Elle revêt un aspect foncé, grisâtre ou noirâtre et est pathognomonique de la plaie d’entrée. Lors d’une pénétration oblique par rapport à la peau, elle est en forme de croissant bilatéral.

Il faut se garder de la confondre avec la zone d’estompage lors d’un tir à bout touchant.

 UNE ZONE HÉMORRAGIQUE :

Sous dermique circulaire et centrée sur la plaie d’entrée, qui est plus visible à l’autopsie.

Les caractères inconstants :

 LA ZONE DE TATOUAGE :

Elle intéresse la zone cutanée la plus périphérique de la plaie d’entrée.

Elle est constituée d’une zone de tatouage proprement dite qui est relative aux incrustations ponctiformes de débris de grains de poudre, partiellement ou entièrement brûlés, dans la peau ( épiderme essentiellement ) et d’une fine poussière superficielle provenant de la combustion de la poudre.

Il s’agit d’une impaction des grains de poudre avec dermabrasion cutanée et non pas d’une brûlure. Elle est de douleur brun-rougeâtre ou rouge- orangée.

Cette zone peut être absente si la combustion de la poudre a été totale.

Elle n’est nettement observée qu’en cas de tir de distance intermédiaire. L’interposition de vêtement la diminue mais ne la supprime pas complètement.

La coloration brun-rougeâtre de la zone de tatouage est le signe d’une plaie ante mortem.

Dans le cas de tir post-mortem , les incrustations de poudre revêtent un aspect plus grisâtre ou jaunâtre avec un aspect humide et sont surtout moins nombreuses que lors d’un même tir chez une personne vivante.

Ces lésions cutanées ne peuvent être par le lavage simple et elles cicatrisent en cas de survie de la victime.

 LA ZONE D’ESTOMPAGE :

plus périphérique, qui correspond au dépôt pulvérulent grisâtre. Elle prend un aspect de suie que le lavage ou l’essuyage font disparaître. Sa forme est variable en fonction des caractéristiques internes du canon.

 LA ZONE D’ENTRÉE ATYPIQUE :

  • Les plaies rasantes :

Le projectile abrase la peau, sans pénétrer dans le corps.

Il se produit une lésion dermo-épidermique avec un aspect le plus souvent oblong, circulaire dans sa partie initiale et pointue dans sa partie terminale.

Cet aspect n’est pas systématique et il est parfois difficile, compte tenu des irrégularités de la peau, d’affirmer la direction du tir.

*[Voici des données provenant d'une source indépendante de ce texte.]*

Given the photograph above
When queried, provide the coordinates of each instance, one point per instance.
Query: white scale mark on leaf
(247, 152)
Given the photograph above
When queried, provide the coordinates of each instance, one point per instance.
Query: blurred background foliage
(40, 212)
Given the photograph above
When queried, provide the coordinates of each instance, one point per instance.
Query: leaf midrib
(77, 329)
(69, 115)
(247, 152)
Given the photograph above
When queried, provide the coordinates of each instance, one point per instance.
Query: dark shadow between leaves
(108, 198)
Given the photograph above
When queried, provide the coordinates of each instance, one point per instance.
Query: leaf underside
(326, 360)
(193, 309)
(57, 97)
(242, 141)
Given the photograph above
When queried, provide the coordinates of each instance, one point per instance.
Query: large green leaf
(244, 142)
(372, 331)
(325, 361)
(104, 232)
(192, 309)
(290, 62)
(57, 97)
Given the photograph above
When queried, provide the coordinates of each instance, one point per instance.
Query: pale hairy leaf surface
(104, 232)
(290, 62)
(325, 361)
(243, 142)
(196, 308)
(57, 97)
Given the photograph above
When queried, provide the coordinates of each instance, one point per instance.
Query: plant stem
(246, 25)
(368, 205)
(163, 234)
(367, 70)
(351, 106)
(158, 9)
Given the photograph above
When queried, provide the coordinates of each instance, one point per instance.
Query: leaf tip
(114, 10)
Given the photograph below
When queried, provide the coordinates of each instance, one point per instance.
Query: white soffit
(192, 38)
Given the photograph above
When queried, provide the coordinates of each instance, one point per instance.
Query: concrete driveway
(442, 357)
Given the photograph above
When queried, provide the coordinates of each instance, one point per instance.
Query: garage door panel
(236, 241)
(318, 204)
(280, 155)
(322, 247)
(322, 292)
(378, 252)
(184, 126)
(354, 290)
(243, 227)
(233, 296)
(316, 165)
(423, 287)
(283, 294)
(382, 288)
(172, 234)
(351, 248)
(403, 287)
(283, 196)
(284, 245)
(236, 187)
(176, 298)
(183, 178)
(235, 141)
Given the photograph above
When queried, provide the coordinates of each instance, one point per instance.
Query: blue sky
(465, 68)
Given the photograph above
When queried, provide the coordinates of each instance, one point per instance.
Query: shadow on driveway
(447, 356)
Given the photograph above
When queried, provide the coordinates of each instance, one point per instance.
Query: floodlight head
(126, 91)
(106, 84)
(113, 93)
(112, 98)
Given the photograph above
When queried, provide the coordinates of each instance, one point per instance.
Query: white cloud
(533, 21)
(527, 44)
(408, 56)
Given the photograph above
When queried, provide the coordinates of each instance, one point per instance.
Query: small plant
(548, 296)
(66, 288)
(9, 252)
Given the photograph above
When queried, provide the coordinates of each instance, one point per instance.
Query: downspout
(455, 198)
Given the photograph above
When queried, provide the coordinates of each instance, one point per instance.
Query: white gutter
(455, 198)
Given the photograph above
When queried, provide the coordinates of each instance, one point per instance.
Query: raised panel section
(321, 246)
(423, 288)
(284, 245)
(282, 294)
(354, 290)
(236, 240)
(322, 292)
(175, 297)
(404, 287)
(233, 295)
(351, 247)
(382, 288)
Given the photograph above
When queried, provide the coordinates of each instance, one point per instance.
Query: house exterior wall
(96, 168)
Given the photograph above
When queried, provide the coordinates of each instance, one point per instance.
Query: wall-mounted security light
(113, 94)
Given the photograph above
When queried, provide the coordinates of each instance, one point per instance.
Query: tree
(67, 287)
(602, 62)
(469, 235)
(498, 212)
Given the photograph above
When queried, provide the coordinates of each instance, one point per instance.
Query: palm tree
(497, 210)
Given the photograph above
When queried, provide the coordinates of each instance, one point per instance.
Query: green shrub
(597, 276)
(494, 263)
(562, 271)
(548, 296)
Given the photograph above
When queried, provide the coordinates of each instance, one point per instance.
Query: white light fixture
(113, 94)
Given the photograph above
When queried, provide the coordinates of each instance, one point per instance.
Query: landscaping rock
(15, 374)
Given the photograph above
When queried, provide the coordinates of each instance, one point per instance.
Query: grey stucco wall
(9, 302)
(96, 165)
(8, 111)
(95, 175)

  • Les plaies tangentielles :

Le projectile suit le même trajet que dans le cas précédent, ruais il pénètre dans le corps au niveau sous-cutané, provoquant des dilacérations et des déchirures de la peau.

C’est la direction des déchirures qui indique celle du projectile Les plaies perforantes superficielles

  • Les plaies par ré entrée :

Le projectile traverse une partie du corps, ressort et pénètre de nouveau dans le corps.

Il s’agit essentiellement des projectiles qui traversent le bras, ( avant-bras ou la main, avant de pénétrer dans le thorax ou la tête ( plaies de parade notamment ).

Il s’agit également de plaies intéressant les deux membres inférieurs.

D’un point de vue général, ces plaies de ré entrée ont des collerettes érosives irrégulières et larges, avec un orifice d’entrée à bords irréguliers et déchiquetés. Une mention particulière doit être portée aux plaies du creux axillaire.

Elles peuvent prendre la forme d’une fente ou d’un ovale, parfois sans collerette érosive et davantage ressembler à une plaie de sortie qu’à un orifice d’entrée.

  • La plaie de sortie :

Les nombres d’orifices de sortie est rarement identique au nombre d’orifices d’entrée.

Il peut être inférieur, identique, voire supérieur. Les caractéristiques générales de ces plaies sont sensiblement équivalentes avec un aspect plus grand et plus irrégulier que les plaies d’entrée.

Les plaies de sortie ne possèdent pas de zone d’essuyage, de collerette érosive ( en principe ), de zone de tatouage ou d’enfumage.

Les aspects les plus fréquents sont les suivants : stellaire ; déchirure ; curviligne ; circulaire ; irrégulière ; bords éclatés.

Les caractéristiques des plaies de sortie dépendent donc des projectiles eux-mêmes, mais également de la région de sortie.

Ainsi une peau tendue comme celle du cuir chevelu, donne une plaie de sortie étendue et irrégulière.

En revanche, une peau flasque est à l’origine de plaie de sortie plus petite, à type de déchirure ou de coupure.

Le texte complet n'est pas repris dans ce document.